A few years ago I launched GovTrack.us. I didn’t think of it this way at the time, but these days you might call it a mash-up of data about the U.S. Congress. At the time what I was thinking was just collecting information about Congress from various sources (THOMAS, the Senate website, and the House website) and cross-referencing and hyperlinking the data in a way that no one had done yet. In fact, it was the huge amount of public data on the status of legislation that was made available through THOMAS (as I understand it thanks to the Republican take-over in 1994) that inspired me to try to put the data to new uses. It started with updates by email of what your congressmen were up to each day, generated automatically by grabbing data from THOMAS and, effectively, transforming it into a customized email update for anyone who wanted it.
The trouble with building GovTrack is that one has to do a bit of friendly reverse-engineering.
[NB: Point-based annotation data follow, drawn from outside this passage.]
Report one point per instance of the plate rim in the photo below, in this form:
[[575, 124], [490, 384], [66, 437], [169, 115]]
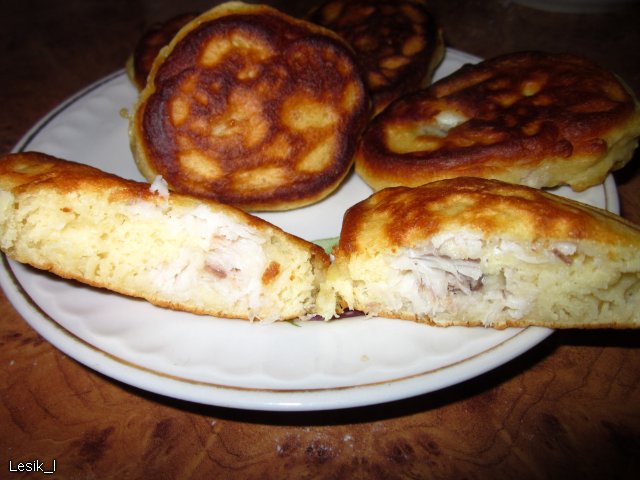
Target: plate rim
[[257, 399]]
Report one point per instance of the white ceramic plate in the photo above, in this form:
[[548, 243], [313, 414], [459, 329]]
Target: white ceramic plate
[[234, 363]]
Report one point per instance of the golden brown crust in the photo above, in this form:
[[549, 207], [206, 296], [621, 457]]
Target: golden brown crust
[[25, 171], [398, 43], [533, 118], [253, 108], [77, 222], [403, 217], [149, 45]]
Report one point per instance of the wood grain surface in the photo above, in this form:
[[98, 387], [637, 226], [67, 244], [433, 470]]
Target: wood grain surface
[[568, 408]]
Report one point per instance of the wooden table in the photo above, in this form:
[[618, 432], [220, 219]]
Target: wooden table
[[569, 407]]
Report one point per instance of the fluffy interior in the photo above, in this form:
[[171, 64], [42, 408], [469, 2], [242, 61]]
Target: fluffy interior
[[464, 279], [189, 257]]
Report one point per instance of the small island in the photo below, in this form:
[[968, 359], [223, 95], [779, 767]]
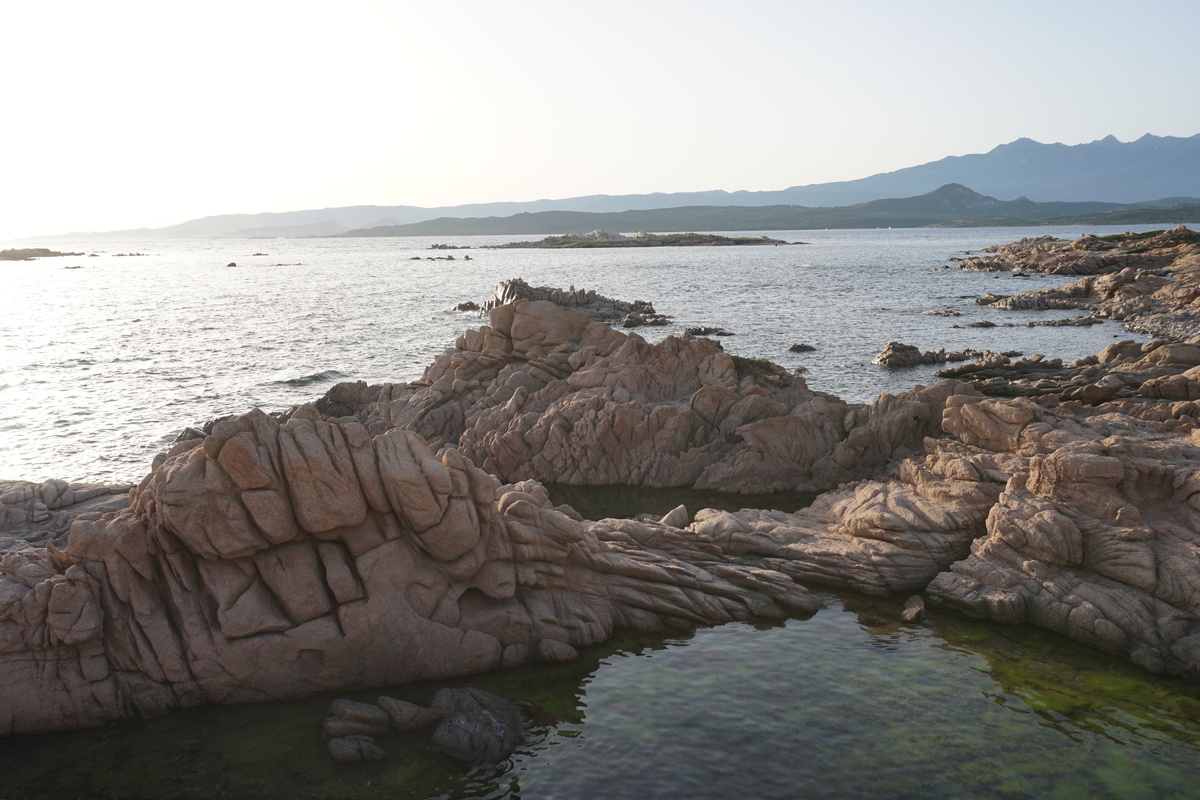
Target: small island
[[29, 254], [605, 239]]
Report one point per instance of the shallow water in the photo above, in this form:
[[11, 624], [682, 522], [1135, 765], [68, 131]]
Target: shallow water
[[102, 366], [851, 703]]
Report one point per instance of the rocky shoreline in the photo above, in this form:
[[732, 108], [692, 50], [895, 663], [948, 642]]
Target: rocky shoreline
[[606, 239], [401, 531]]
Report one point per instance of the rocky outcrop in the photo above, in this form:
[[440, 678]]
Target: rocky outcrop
[[877, 536], [547, 395], [276, 559], [400, 533], [1096, 537], [898, 354], [585, 301], [1153, 288], [36, 512], [1087, 254], [1157, 370]]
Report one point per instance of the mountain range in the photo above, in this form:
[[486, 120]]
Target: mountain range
[[1151, 172], [951, 205]]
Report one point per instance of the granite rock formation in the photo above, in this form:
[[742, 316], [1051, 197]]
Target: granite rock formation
[[276, 559], [1087, 254], [547, 395], [1096, 537], [583, 301]]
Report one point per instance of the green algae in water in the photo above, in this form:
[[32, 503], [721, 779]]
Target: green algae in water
[[851, 703]]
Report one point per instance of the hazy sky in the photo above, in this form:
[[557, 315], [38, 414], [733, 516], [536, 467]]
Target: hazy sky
[[126, 114]]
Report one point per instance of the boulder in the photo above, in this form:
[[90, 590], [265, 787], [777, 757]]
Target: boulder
[[477, 726]]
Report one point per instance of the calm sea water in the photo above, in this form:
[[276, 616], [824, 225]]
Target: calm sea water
[[851, 704], [103, 365]]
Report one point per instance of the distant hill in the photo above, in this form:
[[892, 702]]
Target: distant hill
[[948, 205], [1105, 170]]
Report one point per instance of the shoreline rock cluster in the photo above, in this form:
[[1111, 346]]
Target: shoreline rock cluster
[[585, 301], [606, 239], [401, 531]]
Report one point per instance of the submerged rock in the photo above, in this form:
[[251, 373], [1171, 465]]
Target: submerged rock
[[477, 726]]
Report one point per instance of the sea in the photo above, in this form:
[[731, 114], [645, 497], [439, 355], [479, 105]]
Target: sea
[[106, 356]]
The information is all “out there”, meant for public consumption, but it’s not out there in a way that makes it easy to transform into other formats for other uses, like the email updates, RSS feeds, and cross-referenced pages. The trouble is this: While people have no trouble browsing and searching THOMAS (for instance) for the information they need, we can’t make computers do the same thing automatically without much difficulty. To take an example, if I want to have my computer automatically fetch for me a list of all bills that were acted on the previous day (and in fact this is something GovTrack does), I would write a program that fetches the Daily Digest in the Congressional Record from THOMAS, which has bullets like this:
“Eleven bills and one resolution were introduced, as follows: S. 360-370 and S. Res. 37.”
I have no trouble understanding that. But, well, let me say as someone studying linguistics and natural language processing, computers are a long way from being able to understand English prose as well as people, nay as well as three-year-olds. Was the bill S. 365 introduced yesterday? Yes, of course — even though it was not mentioned explicitly (it’s merely in the range 360-370), and that’s just the first problem for a computer trying to make heads or tails of this information. So what’s a programmer to do?
Let’s go back to the goal of this. Certainly I don’t think it’s the government’s job to necessarily provide email updates, RSS feeds, Google Calendar integration of events, and whatever the latest technology hits are. There are a million and one things that one can do with information about the status of legislation, and someone will want each of them. So the question is this: How can the government, and Congress in particular, publish information about what it is doing in a way that makes it easy for others to put the information to new uses?
To be concrete again, because it’s always good to be concrete: How can THOMAS publish a list of bills that were acted on in a purpose-neutral way, a way that makes it easy for programmers to go and write applications to take the information and do anything with it that someone might want?
This is a question that I’ll probably blog more than once about on this site in the next few months. The answer is what’s called structured (or “machine-readable”) data, and it comes down to publishing information twice, once for humans clicking away at links, and once in boring, explicit tables meant for computer applications to transform into different formats. But more on that later.